気づきを楽しむ――タイの大地で深呼吸(21) 写真・文 浦崎雅代(翻訳家)

タイの葬式本に学ぶ、故人の見送り方

先月、お世話になった方が病気で亡くなり、バンコクでの葬儀に家族で参列した。私が住むウィリヤダンマ・アシュラム(旧ライトハウス)を建てるのに尽力されたシニナートさんのお父さまで、アキサックさんという方だ。享年86歳。3年前に心臓を患い、療養中だった。中華系タイ人で、長年財務省の公務員として勤め、定年後も相談役として活躍されていた。ダンディーで車が大好きな、ちゃめっ気たっぷりのすてきなおじさまであった。

タイに長く住んでいると、友人や知人が増える。当然、葬儀に参列する機会も増えてくる。ただそのたびに感じるのは、タイでは悲壮感の漂う葬儀が少ないなということ。その理由は、輪廻(りんね)に基づく彼らの死生観が影響していると考えられる。とても興味深いテーマだが、今回は触れないでおこう。
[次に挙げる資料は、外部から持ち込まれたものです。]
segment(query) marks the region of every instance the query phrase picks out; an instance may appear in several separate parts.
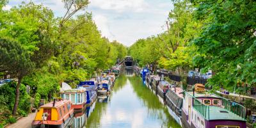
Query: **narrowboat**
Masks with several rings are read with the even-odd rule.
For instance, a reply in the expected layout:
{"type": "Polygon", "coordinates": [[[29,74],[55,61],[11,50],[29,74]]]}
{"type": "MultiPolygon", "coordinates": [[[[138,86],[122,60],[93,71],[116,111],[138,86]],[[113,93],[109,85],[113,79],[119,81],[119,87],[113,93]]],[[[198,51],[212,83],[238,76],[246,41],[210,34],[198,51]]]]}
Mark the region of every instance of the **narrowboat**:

実は、日本ではあまり知られていないタイの葬儀での慣習がある。それは、故人がいつ、どこで生まれ、どのような人生を歩んできたかを記した本が、参列者に配られるというものだ。タイでは「葬式本」と呼ばれており、故人の有名無名を問わず、遺族や友人らによって編集される。

タイでは人が亡くなってから火葬がなされるまでに約1週間、というのが一般的だ。しばらくは遺体を安置し、日にちをかけてお別れする。その間に本を編集、印刷して、本葬儀の時に配るのである。経済的に余裕があれば、葬式本だけではなく、僧侶の書いた仏教本も合わせて配ることがある。

私はいつも、頂いた葬式本をじっくり読む。するとさまざまなことが見えてくる。故人の生きた時代背景、大事にしてきたこと、苦労した出来事……、ほんの数回しかお会いできなかった故人の人生が、まるでドラマを見るように私の心の奥深くに残るのだ。